A&R’s reasoning: “Millennials have more debt than their parents did,” making the Rebel 300’s anticipated price of US$4,399 extremely attractive (no Canadian pricing was available as this issue went to press). The Rebel, says the website, “creates an entry point into motorcycling for those who aren’t well-heeled, who have to save a portion of their paycheque each month to make any major purchase.”
I agree whole-heartedly with A&R’s contention of the Rebel’s importance; not so much for the fact that Honda’s Rebels are so cheap, but for the reason they are inexpensive.
The first thing I noticed when Honda released photos of its latest Rebel 300 and 500 is how identical the two models are. Wheels, tires, tanks, even the frames appear to be the same for both bikes. Ditto seats, foot pegs and mufflers. Read the spec sheets and damned if they’re not the same motorcycle, give or take a valve or two. Indeed, other than weight, the only dimensions different are the 500’s two additional millimetres of trail and 20 additional kilograms of mass. The cheapness that Asphaltandrubber lauds is the result of Honda’s reducing production costs through the most important three-word phrase in manufacturing — economies of scale — the Rebels seemingly sharing even more chassis parts than BMW’s R nineT and Scrambler clones.
But the Rebels, especially the 500, could have been even cheaper.
Imagine what the price might have been if Honda had applied the same modular manufacturing to the engines of both bikes. The two engines — one being a 286 cc single and the other a 471 cc twin — share few if any parts. If, on the other hand, both engines had been built on a common bore and stroke platform with identical pistons, valves and connecting rods, might the Rebel 500’s price tag been closer to US$5,000 instead of the $5,999 American Honda is anticipating?
Such modularity is part of the reason why a car — often with three to five times the number of parts — can sometimes cost little more than a motorcycle.
While BMW Motorrad does share engines and frames through its Boxer lineup, its car-side actually builds most of its engines on an even-more-cost-effective modular displacement formula. With each cylinder displacing 500 cc, when BMW wants a 1.5-litre engine, three cylinders get popped together. Need a 2.0L turbo? Just add one more. Even the company’s most iconic engine — its famed 3.0L inline six — fits the formula perfectly. This allows as much as 60 percent parts commonality across all three engines so, odds are, when the company’s top-of-the-line V8 gets redesigned, it too will share pistons and connecting rods with its lesser siblings.
Volvo does the same. Mercedes’ latest range of 2.0-litre fours, 3.0-litre sixes and 4.0-litre V8s will be modular. Car and Driver even postulates that, sometime in the near future, the majority of engines powering automobiles will be built on a 500 cc formula. Examples of modularity in the motorcycle industry are far fewer.
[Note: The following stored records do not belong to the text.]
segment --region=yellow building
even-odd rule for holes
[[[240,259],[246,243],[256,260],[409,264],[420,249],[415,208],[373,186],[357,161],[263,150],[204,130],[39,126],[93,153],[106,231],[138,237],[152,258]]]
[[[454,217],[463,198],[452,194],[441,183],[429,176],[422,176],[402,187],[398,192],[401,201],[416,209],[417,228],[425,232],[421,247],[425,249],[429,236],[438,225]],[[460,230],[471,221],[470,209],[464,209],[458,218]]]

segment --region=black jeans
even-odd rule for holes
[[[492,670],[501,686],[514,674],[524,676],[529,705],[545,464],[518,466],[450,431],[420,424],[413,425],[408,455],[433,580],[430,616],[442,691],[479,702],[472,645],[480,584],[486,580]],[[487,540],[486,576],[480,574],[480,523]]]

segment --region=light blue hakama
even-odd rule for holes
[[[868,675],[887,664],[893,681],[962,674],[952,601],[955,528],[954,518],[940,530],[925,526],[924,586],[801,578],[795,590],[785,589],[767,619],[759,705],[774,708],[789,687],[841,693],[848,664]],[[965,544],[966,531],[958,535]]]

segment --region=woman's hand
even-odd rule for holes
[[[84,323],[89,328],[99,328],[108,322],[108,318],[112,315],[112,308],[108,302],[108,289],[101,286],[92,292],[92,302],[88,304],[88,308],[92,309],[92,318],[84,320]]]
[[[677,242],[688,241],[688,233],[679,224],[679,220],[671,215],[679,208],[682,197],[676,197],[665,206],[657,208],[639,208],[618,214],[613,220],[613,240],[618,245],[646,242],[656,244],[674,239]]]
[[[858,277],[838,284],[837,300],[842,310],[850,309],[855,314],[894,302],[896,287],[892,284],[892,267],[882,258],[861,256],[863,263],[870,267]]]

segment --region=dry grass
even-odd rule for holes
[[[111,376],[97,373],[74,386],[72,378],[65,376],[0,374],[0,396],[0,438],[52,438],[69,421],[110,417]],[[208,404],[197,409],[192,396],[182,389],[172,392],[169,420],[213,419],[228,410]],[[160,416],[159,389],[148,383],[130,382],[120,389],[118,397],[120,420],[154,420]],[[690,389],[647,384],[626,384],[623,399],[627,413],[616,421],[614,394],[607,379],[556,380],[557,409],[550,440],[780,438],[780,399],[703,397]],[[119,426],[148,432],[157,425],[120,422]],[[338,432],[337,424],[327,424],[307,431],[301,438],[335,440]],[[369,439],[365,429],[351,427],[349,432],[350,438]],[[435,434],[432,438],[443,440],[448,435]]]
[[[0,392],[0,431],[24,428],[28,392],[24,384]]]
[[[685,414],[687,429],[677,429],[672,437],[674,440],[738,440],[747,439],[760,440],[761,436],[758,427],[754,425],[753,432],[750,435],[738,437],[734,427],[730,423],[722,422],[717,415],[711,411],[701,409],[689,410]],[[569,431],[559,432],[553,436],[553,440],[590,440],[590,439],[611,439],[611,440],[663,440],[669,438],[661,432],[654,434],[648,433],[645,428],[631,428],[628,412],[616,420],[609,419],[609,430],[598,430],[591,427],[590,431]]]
BMW’s motorcycle division once built engines modularly (the 1985 to 1995 K75 triple shared the K100’s 67 mm by 70 mm bore and stroke), the upgrade from a Sportster 883 to 1200 is basically a different top end and there’s even quite a bit of commonality among Harley’s bigger twins.
But imagine if a mainstream manufacturer, let’s say Yamaha, applied modular engine design to its lineup. The YZF-R3, for instance, instead of being a 320 cc twin, could be powered by a 333 cc single. The FZ-07 could then just double that to become a 666 cc twin, while the FZ-09 would triple the formula to build 999 cc motors. Even the FJR1300 sport tourer could get in on the act, its inline four now just a quadrupling of our theoretical baby YZF single to 1,332 cc.
The magic of mass production is simple. Make more of something and the cost to produce that something goes down. So, why don’t we see more of it?
Well, we consumers are partly to blame. Specialty models like full-fledged superbikes and competition motocrossers may need a unique configuration to generate the ultimate performance that racers require, but surely it’s the height of indulgence to think all of our motorcycles — sport tourers, naked bikes, etc. — need their performance optimized by having a specific engine design for every displacement. Does the YZF-R3 really need a high-revving twin? There may be no bragging rights in pointing out that your 1,000 cc sportbike shares a piston with the lowliest of single-cylinder commuters, but if it drops the MSRP by 500 bucks, then surely it’s a worthwhile tradeoff.
Yes, certain motorcycles share engines across their lineup — again, BMW twins and the numerous supersport 600s that have begat lesser naked bikes — and Ducatis may share a significant number of parts across its range of V-twins. But the bottom line is that if this sport is to have a bright future we will have to provide even more cost-effective transportation for the generations behind us. And we can’t do that with the current formula of engineering every motorcycle as if it were an entity unto itself.